Hace más de 4.000 años.


Una persona no sabe lo que es el miedo, no lo siente en todo su cuerpo, hasta que teme mirar su reflejo. No porque la imagen sea desagradable, sino porque es la imagen de un monstruo.

Un monstruo voraz, inclemente, cruel. Un monstruo capaz de helar tu sangre con una mirada. Capaz de congelar tu cuerpo con un pestañeo.

Eso es el miedo. Temerte a ti mismo. Temer moverte. Temer salir de la oscuridad. Temer atisbar por un segundo tus propios ojos.

Y esa había sido su realidad durante años.

¿Se atrevería a mirar ahora? ¿Tan solo un segundo? Hacia tanto tiempo que temía su propio reflejo, que ya no recordaba sus ojos.

¿Habían sido azules, como el mar Egeo? ¿Negros, como el carbón? ¿Tal vez marrones, como la tierra mojada? ¿O habían sido grises?

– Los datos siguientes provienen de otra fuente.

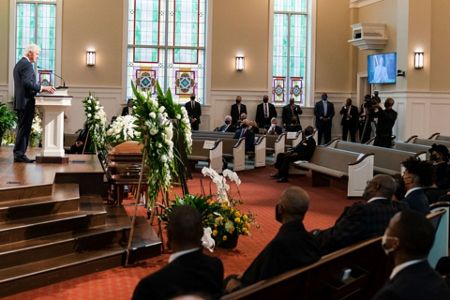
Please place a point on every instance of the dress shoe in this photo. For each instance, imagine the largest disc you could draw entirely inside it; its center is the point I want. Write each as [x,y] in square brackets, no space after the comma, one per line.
[282,179]
[23,159]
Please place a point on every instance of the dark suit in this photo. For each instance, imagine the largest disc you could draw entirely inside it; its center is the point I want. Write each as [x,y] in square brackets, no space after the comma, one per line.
[263,121]
[226,128]
[324,121]
[418,281]
[293,247]
[291,117]
[192,273]
[386,121]
[194,110]
[303,151]
[349,122]
[418,201]
[236,112]
[25,88]
[249,135]
[359,222]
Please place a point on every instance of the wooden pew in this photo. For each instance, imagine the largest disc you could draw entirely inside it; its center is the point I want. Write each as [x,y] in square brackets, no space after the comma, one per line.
[211,154]
[322,280]
[415,140]
[328,162]
[386,160]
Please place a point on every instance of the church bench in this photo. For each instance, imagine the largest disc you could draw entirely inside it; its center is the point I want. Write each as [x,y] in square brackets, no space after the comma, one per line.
[415,140]
[369,267]
[328,162]
[416,148]
[211,153]
[438,137]
[386,160]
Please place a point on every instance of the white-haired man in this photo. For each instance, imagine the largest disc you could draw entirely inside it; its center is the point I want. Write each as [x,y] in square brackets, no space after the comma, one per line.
[25,88]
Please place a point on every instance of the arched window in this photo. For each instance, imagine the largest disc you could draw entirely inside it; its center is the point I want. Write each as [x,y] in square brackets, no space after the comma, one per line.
[291,27]
[38,22]
[166,43]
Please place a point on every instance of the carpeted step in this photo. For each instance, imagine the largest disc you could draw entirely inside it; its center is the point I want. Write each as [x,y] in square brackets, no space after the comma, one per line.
[64,198]
[48,271]
[64,243]
[29,228]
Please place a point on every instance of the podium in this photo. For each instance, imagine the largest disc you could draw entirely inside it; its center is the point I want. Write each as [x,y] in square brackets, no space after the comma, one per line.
[52,106]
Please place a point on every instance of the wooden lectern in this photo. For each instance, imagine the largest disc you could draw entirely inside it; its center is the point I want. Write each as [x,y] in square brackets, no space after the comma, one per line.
[53,106]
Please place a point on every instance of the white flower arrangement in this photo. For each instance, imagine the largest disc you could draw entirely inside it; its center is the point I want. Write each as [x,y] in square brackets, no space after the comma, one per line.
[122,129]
[95,120]
[155,131]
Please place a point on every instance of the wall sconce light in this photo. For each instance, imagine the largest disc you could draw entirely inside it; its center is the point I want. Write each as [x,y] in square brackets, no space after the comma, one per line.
[90,58]
[418,60]
[240,63]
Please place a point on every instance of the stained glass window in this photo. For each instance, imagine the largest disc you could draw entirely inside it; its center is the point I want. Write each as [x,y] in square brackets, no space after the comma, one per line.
[290,27]
[36,23]
[166,43]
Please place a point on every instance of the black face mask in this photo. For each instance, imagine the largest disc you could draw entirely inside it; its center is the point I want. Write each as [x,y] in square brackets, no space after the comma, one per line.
[278,215]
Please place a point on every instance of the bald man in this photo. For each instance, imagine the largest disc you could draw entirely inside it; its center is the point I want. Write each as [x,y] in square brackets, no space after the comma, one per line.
[408,240]
[363,220]
[293,247]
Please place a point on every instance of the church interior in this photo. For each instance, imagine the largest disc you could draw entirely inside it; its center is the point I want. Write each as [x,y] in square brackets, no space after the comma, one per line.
[81,226]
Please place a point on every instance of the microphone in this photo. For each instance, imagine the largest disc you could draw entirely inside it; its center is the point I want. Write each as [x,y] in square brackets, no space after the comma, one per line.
[64,82]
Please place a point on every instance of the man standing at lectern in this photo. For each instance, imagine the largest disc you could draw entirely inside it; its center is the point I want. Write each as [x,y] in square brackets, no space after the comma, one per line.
[25,88]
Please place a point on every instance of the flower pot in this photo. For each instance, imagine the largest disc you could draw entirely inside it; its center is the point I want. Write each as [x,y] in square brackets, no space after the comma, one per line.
[231,241]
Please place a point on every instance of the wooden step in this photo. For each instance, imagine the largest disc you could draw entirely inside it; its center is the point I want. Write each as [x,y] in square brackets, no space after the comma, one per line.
[46,247]
[28,276]
[25,192]
[64,198]
[29,228]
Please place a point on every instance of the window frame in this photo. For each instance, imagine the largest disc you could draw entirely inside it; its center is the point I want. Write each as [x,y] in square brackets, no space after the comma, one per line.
[309,82]
[13,35]
[205,48]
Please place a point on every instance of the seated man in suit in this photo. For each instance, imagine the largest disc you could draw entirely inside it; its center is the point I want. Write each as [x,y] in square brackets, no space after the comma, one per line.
[227,126]
[189,270]
[363,221]
[418,174]
[303,151]
[407,240]
[274,127]
[293,247]
[247,131]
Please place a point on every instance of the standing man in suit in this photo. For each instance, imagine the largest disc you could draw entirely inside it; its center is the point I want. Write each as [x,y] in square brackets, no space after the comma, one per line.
[303,151]
[237,110]
[418,175]
[408,240]
[293,247]
[363,221]
[189,270]
[386,121]
[324,112]
[349,121]
[264,113]
[194,110]
[25,88]
[291,116]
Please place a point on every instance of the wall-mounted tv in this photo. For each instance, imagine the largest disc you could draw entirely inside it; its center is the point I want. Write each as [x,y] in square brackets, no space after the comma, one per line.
[382,68]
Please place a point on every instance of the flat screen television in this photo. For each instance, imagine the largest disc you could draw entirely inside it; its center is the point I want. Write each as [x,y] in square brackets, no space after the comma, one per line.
[382,68]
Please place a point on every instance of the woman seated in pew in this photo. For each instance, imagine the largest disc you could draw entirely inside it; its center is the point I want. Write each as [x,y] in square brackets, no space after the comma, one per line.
[293,247]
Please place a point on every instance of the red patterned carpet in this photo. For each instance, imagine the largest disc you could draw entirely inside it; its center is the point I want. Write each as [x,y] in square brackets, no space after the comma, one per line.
[259,193]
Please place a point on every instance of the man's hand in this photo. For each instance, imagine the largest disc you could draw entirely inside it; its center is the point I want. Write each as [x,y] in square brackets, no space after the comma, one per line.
[48,89]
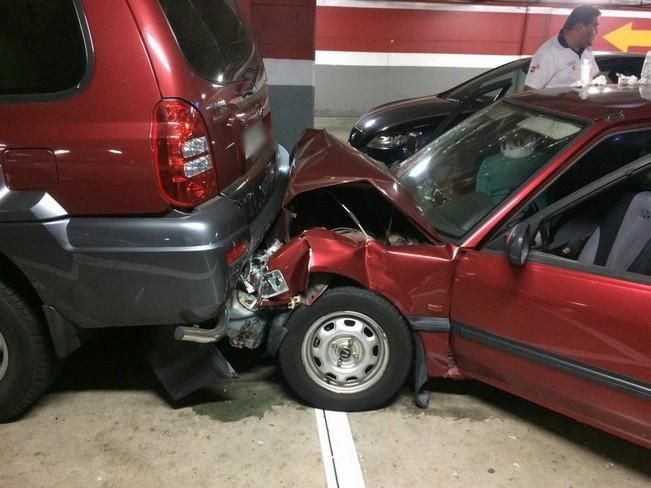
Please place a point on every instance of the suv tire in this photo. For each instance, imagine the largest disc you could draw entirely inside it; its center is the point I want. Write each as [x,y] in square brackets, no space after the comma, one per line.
[27,360]
[350,350]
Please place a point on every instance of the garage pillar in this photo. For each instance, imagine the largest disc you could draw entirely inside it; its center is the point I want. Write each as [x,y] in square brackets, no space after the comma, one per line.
[285,32]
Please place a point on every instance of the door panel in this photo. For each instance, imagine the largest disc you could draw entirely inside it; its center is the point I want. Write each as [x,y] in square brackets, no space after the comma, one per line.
[555,333]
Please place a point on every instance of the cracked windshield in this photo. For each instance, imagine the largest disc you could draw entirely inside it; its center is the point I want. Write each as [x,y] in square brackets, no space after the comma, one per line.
[467,172]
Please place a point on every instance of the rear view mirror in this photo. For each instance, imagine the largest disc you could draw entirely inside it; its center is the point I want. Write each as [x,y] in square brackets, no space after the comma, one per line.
[500,87]
[518,243]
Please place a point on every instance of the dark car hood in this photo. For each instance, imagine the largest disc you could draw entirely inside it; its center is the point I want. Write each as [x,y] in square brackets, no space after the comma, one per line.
[321,161]
[411,110]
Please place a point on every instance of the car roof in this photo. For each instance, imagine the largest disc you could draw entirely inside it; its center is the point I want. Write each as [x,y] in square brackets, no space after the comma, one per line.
[594,102]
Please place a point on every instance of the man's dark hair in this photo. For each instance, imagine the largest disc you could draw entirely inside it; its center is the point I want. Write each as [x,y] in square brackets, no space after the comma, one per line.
[584,14]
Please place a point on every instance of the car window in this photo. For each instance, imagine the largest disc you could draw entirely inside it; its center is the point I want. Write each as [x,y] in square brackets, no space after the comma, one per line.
[516,78]
[627,66]
[41,47]
[463,175]
[604,158]
[211,35]
[609,233]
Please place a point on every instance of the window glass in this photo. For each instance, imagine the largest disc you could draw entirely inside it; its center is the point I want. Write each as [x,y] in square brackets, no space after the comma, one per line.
[41,47]
[611,230]
[461,176]
[211,35]
[606,157]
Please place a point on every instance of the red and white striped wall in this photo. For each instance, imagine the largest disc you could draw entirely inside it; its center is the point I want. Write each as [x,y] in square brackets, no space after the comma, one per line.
[371,51]
[285,33]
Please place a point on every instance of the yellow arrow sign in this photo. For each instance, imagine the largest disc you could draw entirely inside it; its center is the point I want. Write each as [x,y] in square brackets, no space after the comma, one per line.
[625,37]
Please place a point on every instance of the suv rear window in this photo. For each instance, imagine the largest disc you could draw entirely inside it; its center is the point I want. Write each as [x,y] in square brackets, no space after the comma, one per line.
[41,47]
[211,35]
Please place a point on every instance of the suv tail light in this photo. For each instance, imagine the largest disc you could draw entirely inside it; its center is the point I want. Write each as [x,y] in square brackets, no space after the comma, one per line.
[186,170]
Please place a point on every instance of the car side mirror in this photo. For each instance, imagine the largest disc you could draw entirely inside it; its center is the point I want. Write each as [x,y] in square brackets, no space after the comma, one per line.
[502,85]
[518,243]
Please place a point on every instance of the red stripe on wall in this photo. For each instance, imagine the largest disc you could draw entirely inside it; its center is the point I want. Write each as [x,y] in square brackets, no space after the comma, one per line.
[422,31]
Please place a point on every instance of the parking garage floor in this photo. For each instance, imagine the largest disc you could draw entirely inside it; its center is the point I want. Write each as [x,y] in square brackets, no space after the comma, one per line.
[106,423]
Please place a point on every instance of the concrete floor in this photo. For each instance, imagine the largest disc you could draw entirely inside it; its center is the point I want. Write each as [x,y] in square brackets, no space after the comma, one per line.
[105,423]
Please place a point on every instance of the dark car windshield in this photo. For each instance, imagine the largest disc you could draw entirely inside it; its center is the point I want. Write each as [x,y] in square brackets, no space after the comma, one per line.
[468,171]
[514,71]
[211,35]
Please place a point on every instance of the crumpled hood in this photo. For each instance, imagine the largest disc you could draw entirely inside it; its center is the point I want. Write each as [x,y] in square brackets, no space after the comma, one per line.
[321,160]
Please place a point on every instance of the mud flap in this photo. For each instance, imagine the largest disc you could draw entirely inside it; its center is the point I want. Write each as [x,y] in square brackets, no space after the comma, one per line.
[421,396]
[277,333]
[184,367]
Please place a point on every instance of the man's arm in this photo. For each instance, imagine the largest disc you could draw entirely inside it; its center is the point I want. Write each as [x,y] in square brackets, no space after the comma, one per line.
[539,73]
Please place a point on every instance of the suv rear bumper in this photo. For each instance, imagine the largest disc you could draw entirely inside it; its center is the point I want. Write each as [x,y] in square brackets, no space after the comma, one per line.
[107,272]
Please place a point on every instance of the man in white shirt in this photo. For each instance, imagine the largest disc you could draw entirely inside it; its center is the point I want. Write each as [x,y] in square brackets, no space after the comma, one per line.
[558,61]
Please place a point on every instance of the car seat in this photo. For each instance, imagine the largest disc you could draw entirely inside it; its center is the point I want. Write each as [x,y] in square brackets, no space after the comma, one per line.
[621,240]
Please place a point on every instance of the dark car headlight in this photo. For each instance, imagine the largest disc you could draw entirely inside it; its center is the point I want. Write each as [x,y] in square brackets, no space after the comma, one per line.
[411,140]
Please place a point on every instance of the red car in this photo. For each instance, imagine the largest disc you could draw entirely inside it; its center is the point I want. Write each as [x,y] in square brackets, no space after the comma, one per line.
[138,169]
[515,249]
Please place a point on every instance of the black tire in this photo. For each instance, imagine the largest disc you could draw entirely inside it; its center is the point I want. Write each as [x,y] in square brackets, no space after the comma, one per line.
[380,324]
[27,360]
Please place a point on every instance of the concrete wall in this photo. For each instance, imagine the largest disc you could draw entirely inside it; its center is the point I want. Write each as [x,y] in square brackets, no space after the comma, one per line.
[348,91]
[373,52]
[285,33]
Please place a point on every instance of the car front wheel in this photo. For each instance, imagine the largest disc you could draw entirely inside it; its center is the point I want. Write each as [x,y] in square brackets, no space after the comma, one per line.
[27,361]
[350,350]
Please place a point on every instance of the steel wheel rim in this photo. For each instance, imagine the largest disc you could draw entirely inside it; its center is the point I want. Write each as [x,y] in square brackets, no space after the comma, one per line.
[345,352]
[4,356]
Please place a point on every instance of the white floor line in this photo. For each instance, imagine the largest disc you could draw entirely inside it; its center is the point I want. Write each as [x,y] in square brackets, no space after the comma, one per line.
[340,459]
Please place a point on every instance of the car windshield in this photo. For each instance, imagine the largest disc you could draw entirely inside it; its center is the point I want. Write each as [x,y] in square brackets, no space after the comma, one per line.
[467,172]
[514,72]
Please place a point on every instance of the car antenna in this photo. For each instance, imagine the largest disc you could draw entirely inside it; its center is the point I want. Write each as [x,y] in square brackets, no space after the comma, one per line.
[351,215]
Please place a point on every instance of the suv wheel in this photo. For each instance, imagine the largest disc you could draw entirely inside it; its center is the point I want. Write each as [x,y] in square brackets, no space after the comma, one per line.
[27,361]
[350,350]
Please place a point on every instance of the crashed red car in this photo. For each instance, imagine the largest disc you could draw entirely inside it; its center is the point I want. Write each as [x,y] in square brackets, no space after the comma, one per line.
[515,249]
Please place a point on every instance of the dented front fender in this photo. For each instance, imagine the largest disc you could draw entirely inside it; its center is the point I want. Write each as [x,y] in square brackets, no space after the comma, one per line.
[389,271]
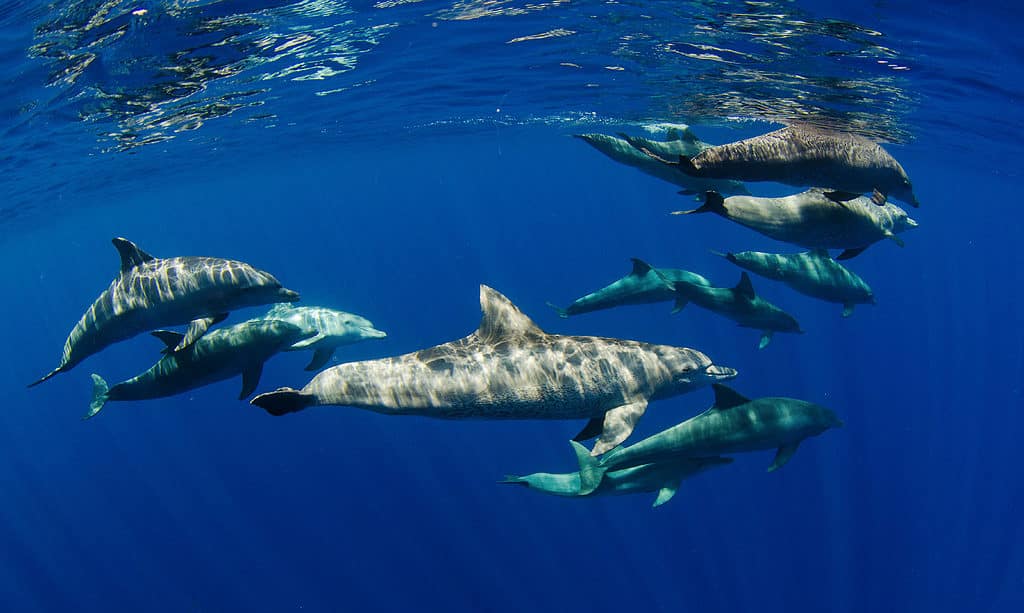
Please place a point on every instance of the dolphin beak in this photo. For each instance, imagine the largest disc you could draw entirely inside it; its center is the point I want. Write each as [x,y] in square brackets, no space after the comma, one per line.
[719,373]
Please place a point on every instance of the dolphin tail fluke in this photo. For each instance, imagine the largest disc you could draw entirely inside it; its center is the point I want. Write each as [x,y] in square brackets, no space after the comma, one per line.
[283,400]
[561,312]
[47,377]
[99,390]
[591,472]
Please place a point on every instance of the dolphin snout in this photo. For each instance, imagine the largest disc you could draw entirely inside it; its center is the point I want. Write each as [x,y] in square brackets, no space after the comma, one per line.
[720,373]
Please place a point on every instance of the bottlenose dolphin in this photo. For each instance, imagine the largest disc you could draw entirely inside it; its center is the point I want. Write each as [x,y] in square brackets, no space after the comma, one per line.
[813,273]
[331,329]
[732,425]
[805,157]
[812,219]
[151,293]
[680,141]
[741,305]
[641,286]
[509,368]
[219,354]
[663,477]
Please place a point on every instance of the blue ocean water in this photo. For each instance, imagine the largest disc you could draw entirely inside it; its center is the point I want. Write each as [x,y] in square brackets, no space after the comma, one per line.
[386,159]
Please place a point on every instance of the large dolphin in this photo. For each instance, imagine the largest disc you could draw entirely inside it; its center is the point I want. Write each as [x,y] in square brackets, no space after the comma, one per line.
[813,273]
[680,141]
[732,425]
[331,329]
[219,354]
[643,285]
[813,219]
[804,157]
[509,368]
[152,293]
[663,477]
[741,305]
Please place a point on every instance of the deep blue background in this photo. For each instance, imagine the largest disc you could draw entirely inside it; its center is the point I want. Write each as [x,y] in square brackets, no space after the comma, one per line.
[201,502]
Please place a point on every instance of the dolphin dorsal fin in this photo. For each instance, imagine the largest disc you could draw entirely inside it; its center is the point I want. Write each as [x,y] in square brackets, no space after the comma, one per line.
[502,319]
[640,267]
[744,288]
[131,255]
[726,397]
[168,337]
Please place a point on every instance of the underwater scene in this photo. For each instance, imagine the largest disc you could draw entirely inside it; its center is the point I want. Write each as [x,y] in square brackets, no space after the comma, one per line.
[502,305]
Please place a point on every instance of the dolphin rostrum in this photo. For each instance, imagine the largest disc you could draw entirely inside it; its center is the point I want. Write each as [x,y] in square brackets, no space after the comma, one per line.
[331,329]
[642,286]
[813,273]
[152,293]
[813,219]
[219,354]
[663,477]
[509,368]
[741,305]
[681,141]
[805,157]
[732,425]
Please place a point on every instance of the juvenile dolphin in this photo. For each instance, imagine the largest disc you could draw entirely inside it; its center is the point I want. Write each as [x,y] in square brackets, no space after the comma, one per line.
[813,273]
[732,425]
[509,368]
[741,305]
[812,219]
[663,477]
[152,293]
[805,157]
[681,141]
[219,354]
[642,286]
[331,329]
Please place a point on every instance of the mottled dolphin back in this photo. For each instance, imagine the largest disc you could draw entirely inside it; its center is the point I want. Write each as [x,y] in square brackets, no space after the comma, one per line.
[502,319]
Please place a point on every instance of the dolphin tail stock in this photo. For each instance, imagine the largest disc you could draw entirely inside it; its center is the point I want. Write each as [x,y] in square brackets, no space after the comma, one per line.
[99,390]
[283,400]
[591,471]
[564,314]
[714,203]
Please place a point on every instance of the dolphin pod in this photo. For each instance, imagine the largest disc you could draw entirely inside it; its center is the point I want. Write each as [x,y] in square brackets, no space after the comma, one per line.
[509,368]
[151,293]
[219,354]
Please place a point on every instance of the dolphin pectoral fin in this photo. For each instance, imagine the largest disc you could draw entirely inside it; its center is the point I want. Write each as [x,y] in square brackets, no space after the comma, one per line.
[99,390]
[321,357]
[850,253]
[591,472]
[895,238]
[299,345]
[197,329]
[782,455]
[250,379]
[591,430]
[666,493]
[619,424]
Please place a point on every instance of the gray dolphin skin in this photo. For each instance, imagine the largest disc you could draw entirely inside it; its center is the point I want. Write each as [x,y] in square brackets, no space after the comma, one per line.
[509,368]
[219,354]
[681,141]
[732,425]
[643,285]
[813,273]
[741,305]
[663,477]
[330,329]
[813,219]
[805,157]
[152,293]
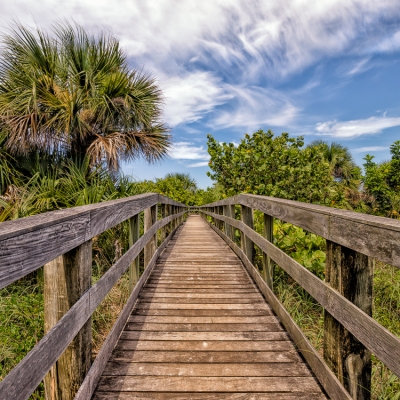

Grises como todas esas estatuas que se amontonaban a su alrededor.

Sin importar donde fuera, sin importar donde se escondiese. Siempre había estatuas. ¿Habían visto todas aquellas almas el color de sus ojos? ¿Habían llegado a tanto?

Durante siglos había tratado de recordar cómo eran. Pero no se había atrevido a mirar nunca. Temía unirse a todas aquellas estatuas. El miedo, de nuevo.

Tal vez su destino era ese, tal vez debía acabar con todo de aquella manera. Realmente quería recordar de qué color eran sus ojos. Y estaba tan cansada del miedo...

Se arrastró por el suelo. Y se detuvo junto al pequeño estanque de aquel bosque. ¿Dónde estaba? ¿Cuánto tiempo había vagado? ¿Importaba?

Con las puntas de los dedos, trazó la superficie del agua. Las ondas se dispersaron con gran rapidez, como si también ellas temiesen. Levantó la mano, y contempló las gotas que colgaban de sus dedos. Durante un segundo casi pudo verse, diminuta, reflejada en aquellas gotas. Y apenas pudo reprimir el impulso de apartar la mirada.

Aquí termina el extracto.